Class I serum biomarkers or direct fibrosis tests: Class I biomarkers reflect the products derived from the turnover of the extracellular matrix during the fibrogenic process. During this process, there is a consistent increase in the serum levels of fibrogenic cytokines (e.g., tumour-growth factor β), extracellular matrix components [e.g., hyaluronic acid (HA)], degradation products (e.g., procollagen IV C peptide), and enzymes involved in these processes (e.g., tissue inhibitor of metalloproteinases TIMP-1)[15]. Such biochemical tests are currently performed in designated laboratories and are usually part of complex panels.

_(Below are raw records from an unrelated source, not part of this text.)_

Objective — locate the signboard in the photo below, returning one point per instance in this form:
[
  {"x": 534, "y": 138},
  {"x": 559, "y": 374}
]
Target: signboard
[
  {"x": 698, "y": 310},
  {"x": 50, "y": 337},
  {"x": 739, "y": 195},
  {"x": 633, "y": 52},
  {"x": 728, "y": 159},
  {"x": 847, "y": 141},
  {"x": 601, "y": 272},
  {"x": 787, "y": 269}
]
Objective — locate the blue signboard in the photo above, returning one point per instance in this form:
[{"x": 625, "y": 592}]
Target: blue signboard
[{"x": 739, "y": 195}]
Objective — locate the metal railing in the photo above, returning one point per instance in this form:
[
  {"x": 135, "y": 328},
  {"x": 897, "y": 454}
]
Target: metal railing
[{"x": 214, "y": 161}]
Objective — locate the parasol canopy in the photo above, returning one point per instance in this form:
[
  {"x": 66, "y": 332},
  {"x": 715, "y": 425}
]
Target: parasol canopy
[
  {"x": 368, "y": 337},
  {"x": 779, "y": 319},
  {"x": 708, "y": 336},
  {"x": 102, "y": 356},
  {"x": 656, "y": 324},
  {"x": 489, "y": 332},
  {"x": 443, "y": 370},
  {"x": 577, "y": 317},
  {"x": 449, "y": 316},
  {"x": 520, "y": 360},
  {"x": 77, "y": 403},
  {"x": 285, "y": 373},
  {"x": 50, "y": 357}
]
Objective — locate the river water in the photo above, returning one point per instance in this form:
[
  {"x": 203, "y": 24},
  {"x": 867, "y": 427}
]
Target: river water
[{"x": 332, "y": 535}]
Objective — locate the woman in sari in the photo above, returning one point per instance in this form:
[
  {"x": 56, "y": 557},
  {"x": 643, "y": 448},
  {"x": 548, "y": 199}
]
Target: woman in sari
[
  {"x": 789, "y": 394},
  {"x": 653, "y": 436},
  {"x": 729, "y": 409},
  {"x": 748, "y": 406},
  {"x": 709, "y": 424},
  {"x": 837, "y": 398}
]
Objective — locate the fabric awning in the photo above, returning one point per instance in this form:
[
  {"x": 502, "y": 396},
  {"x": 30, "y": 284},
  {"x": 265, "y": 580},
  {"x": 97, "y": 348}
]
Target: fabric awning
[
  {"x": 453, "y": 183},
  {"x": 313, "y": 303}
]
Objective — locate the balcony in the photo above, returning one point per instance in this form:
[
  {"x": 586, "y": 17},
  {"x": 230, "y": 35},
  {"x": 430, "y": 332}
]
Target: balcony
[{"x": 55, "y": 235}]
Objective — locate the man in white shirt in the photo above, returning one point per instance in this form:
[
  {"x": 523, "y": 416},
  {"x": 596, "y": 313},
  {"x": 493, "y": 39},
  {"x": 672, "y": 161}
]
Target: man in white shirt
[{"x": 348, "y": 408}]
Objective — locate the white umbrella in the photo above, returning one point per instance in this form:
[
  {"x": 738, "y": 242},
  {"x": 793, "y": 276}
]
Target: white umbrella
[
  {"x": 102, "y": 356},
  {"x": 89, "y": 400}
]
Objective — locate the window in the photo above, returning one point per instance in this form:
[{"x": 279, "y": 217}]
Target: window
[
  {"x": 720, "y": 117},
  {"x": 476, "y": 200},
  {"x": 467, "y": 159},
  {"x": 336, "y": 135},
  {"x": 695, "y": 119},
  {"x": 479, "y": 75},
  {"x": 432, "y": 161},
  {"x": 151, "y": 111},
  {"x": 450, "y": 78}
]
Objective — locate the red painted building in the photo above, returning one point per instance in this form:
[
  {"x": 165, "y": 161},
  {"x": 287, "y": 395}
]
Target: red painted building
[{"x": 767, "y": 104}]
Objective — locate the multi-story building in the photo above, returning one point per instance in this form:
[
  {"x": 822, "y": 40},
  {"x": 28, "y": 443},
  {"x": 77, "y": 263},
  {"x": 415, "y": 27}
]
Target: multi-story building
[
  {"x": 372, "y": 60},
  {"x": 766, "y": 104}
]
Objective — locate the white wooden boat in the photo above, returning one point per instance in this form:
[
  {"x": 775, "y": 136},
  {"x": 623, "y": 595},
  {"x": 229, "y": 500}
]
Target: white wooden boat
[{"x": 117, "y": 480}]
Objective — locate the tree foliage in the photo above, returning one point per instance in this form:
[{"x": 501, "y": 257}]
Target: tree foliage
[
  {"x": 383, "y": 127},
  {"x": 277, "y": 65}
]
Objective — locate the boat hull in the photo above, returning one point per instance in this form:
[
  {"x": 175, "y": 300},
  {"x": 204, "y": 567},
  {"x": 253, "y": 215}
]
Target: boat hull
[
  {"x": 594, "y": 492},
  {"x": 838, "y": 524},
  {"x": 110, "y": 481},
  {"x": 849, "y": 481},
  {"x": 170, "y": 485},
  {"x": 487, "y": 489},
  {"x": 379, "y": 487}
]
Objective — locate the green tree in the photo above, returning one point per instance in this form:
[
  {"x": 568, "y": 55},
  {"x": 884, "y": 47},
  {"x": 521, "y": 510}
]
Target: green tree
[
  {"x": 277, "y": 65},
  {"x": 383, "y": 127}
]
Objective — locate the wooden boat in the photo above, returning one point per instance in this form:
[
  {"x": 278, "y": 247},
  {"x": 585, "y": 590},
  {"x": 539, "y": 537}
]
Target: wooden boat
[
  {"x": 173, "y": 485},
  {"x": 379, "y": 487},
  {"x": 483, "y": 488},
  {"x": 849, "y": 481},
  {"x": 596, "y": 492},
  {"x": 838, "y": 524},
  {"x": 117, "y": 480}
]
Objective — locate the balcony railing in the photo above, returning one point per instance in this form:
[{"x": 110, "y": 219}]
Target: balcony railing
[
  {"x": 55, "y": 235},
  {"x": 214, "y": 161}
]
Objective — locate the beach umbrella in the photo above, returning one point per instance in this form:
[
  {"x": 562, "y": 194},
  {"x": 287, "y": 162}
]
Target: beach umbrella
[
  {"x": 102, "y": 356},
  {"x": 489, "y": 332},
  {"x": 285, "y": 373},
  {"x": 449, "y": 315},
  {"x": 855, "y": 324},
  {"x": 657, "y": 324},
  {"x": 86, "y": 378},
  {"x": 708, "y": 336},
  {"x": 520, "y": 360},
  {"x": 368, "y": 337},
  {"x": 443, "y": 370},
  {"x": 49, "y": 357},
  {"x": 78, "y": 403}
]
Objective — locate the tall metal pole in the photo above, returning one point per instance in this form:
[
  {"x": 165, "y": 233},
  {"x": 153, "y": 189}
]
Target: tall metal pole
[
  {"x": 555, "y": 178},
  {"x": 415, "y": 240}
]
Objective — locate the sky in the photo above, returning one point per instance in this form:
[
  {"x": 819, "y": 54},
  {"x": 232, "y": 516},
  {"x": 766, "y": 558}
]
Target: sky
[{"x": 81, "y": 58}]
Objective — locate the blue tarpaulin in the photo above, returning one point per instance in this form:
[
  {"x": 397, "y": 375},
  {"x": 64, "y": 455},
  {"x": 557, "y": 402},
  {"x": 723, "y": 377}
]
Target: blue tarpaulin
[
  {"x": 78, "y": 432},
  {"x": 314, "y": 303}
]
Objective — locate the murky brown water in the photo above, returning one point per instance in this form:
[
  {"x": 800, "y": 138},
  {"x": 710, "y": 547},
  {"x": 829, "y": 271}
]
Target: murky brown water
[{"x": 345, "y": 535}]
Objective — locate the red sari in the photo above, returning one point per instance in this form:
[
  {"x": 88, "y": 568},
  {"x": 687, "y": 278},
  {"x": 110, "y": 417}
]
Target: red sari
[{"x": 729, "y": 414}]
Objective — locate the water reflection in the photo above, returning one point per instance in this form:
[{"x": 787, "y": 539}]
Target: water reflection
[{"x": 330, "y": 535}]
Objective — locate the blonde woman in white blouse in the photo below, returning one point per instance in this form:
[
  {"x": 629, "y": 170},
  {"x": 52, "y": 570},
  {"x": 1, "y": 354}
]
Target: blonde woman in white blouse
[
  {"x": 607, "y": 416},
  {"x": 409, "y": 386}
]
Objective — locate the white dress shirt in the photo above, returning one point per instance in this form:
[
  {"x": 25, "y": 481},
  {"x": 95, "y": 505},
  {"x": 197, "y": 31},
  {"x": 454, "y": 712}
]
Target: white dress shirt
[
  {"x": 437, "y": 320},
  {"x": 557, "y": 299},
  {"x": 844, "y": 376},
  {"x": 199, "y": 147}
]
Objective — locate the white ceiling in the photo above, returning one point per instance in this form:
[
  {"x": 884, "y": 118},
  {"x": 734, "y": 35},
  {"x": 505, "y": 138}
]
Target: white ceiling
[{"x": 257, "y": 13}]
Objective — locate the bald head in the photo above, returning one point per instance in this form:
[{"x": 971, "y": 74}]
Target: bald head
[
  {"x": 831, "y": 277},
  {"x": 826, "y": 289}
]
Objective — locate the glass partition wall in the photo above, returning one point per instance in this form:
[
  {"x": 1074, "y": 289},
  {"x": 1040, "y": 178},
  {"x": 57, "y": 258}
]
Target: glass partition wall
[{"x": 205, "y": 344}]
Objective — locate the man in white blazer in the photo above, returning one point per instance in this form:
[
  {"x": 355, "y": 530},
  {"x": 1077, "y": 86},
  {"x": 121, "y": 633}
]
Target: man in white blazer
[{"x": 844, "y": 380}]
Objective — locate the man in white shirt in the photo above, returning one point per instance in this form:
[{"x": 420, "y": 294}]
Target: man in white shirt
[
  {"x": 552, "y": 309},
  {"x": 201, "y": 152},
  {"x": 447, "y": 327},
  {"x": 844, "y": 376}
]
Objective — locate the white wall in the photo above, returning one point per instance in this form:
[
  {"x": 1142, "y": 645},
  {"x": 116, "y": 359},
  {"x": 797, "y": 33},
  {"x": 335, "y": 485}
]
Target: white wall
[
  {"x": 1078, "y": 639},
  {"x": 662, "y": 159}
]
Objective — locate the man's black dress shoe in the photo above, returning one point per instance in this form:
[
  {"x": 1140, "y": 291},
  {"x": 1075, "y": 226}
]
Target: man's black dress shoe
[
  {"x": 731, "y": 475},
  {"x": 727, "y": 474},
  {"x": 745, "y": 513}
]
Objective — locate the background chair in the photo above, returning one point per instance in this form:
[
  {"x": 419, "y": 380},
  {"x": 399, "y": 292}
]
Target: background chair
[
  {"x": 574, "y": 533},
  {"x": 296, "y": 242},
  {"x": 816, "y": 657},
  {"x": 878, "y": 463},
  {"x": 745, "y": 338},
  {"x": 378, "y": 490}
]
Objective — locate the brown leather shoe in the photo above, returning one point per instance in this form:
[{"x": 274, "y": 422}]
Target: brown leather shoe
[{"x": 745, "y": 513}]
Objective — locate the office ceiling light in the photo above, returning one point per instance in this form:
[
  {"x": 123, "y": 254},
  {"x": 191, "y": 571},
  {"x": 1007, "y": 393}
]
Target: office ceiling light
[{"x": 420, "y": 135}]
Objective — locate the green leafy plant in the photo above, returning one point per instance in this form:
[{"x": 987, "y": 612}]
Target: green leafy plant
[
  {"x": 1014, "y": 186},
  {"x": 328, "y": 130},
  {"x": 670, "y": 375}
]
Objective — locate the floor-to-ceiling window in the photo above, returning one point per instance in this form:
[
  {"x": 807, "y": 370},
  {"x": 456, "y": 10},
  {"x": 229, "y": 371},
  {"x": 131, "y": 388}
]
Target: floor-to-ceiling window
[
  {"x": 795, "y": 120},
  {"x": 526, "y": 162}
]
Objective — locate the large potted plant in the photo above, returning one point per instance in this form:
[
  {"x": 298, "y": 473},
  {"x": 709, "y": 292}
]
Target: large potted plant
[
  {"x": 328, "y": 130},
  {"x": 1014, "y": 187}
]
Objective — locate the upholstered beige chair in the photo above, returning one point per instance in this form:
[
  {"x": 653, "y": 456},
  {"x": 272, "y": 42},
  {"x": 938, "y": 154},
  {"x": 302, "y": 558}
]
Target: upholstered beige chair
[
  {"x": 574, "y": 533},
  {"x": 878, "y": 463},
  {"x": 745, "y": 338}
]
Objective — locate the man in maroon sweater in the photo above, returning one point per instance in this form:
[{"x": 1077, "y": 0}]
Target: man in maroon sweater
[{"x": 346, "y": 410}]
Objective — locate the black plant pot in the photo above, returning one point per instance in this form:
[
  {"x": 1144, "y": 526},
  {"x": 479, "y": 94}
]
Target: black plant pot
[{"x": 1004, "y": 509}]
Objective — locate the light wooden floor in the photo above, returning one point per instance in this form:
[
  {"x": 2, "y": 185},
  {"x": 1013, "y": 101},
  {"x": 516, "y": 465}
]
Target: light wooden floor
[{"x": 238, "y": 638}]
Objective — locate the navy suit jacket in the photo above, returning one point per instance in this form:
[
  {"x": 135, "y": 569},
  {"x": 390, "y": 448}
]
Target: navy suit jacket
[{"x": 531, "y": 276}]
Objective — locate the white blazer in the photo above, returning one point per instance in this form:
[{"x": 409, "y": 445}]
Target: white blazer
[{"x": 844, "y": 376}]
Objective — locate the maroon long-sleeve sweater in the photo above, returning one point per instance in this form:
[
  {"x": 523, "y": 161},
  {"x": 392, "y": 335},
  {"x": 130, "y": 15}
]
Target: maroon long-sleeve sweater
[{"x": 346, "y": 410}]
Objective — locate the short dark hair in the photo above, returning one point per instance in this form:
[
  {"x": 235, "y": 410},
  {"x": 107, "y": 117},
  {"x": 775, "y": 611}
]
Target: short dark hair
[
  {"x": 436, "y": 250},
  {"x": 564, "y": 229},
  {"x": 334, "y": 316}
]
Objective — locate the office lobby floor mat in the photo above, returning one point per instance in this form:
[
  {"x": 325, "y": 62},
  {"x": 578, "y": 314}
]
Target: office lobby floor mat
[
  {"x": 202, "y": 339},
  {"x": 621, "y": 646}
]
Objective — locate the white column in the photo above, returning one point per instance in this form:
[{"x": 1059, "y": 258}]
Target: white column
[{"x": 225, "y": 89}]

Ultrasound, CT and MRI can only detect the presence of hepatic steatosis or signs of cirrhosis and portal hypertension, with little contribution to the identification of patients with less advanced stages of fibrosis. Therefore, in recent years new imaging techniques have been developed in order to overcome this limit and emerging data are accumulating, particularly in viral hepatitis. The architectural changes in the liver driven by inflammation and deposition of fibrotic tissue lead to alterations in the microstructure reflected by an increase in the liver stiffness. This can be measured by using elastography principles, which are based on the propagation of a mechanical share wave through the liver parenchyma; the propagation velocity reflects the liver stiffness. Moreover, MRI technique also adapted to assess hepatic fibrosis by modifying phase-contrast imaging sequence to detect the shear waves within the liver.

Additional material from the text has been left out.